Exclude folder. Allows to exlude container pages and detail contents, including resources from subfolders. This is typically used to exclude certain subfolders from the previously included folder.
robots.txt content. Do not use this field for a sitemap.xml configuration file.
- if a
sitemap.xml
file is stored in another directory than the root folder of a website, e.g. in a subsite folder (which is not prohibited by the system), this has no effect since search engines only ever search for the file in the root directory - if you open a
sitemap.xml
file in the browser, the URLs of the online project are always displayed, even if you are in the offline project
Create a robots.txt
file in the following way:
- open the Explorer and navigate to the root folder of your website
- click on the wand icon which opens the Create new resource dialog
- choose "Configurations" from the select box and from the list that appears, choose the SEO configuration type
- save the SEO configuration file as "
robots.txt
" - open the newly created file with the content editor and choose the "robots.txt" mode
- use the robots.txt content field to define your exclusion rules; alle other fields have no relevance for the robots.txt mode
In a standard scenario, the same page can be accessed using multiple URLs:
- /my/folder/index.html
- /my/folder/
- /my/folder
Your sitemap.xml will only hold one kind of these URLs per page, but when editors set links, they might choose any of the variants. Thus a page is probably accessed via all three URL variants by website visitors and search engine crawlers might find different variants following cross links. This complicates the evaluation of tracking data, since the same page is tracked under three different URLs. It can also cause ranking issues due to duplicated content in search engines like Google.

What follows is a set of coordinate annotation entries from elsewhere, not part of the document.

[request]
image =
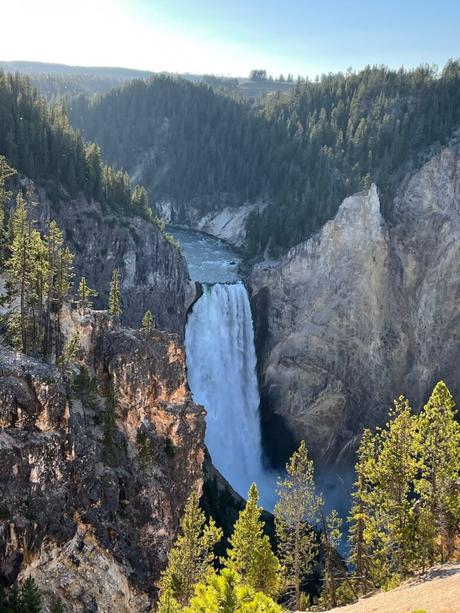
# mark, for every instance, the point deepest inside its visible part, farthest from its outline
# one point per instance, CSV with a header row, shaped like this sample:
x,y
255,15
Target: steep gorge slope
x,y
361,312
153,271
90,507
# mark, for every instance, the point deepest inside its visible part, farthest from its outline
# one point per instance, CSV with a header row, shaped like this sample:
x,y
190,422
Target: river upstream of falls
x,y
221,364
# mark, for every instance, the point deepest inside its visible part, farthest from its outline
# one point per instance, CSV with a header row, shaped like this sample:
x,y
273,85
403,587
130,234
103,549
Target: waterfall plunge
x,y
221,363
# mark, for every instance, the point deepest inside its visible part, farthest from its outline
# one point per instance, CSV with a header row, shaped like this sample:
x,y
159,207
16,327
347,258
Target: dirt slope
x,y
436,592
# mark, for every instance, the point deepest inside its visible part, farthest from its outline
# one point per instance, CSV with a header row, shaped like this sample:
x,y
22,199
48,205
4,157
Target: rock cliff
x,y
363,311
94,476
223,218
153,271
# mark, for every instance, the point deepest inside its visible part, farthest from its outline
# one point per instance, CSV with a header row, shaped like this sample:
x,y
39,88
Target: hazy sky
x,y
232,36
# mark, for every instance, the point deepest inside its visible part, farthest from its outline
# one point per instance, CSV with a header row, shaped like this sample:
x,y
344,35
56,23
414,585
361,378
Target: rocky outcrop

To prevent the usage of different URL variants, configure the link finisher in your sitemap configuration. Configuration is done via three sitemap attributes:
template.link.finisher
: set the value tofoldername
to bring links to the form "/my/folder", other options are currently not supportedtemplate.link.defaultfiles
(optional): contains a comma-separated list of default file names to cut off, defaults to the file names configured under opencms/vfs/defaultfiles in the opencms-vfs.xml configuration file.template.link.finisher.exclude
(optional): A regular expression to prevent certain paths from going through the link finisher if they match
The link finisher is applied to all links in WYSIWYG editor fields (more precisely to all links in fields of type OpenCmsHTML) and links wrapped via <cms:link>
or accessed through the CmsJspLinkWrapper
in JSP code.
The link finisher is a post processor for links. That means the original links will remain in the content and only be rewritten when rendered. Since the configuration is done in the sitemap, it holds only for pages in that sitemap, i.e., link finishing is done relative to the context of the current page.
For performance reasons, the link finisher does not take changed default file names set via the property "default-file" into account, but only the system defaults. Reconfiguration of default files must be done via the template.link.defaultfiles
sitemap attribute.
The link finisher is available since OpenCms 20.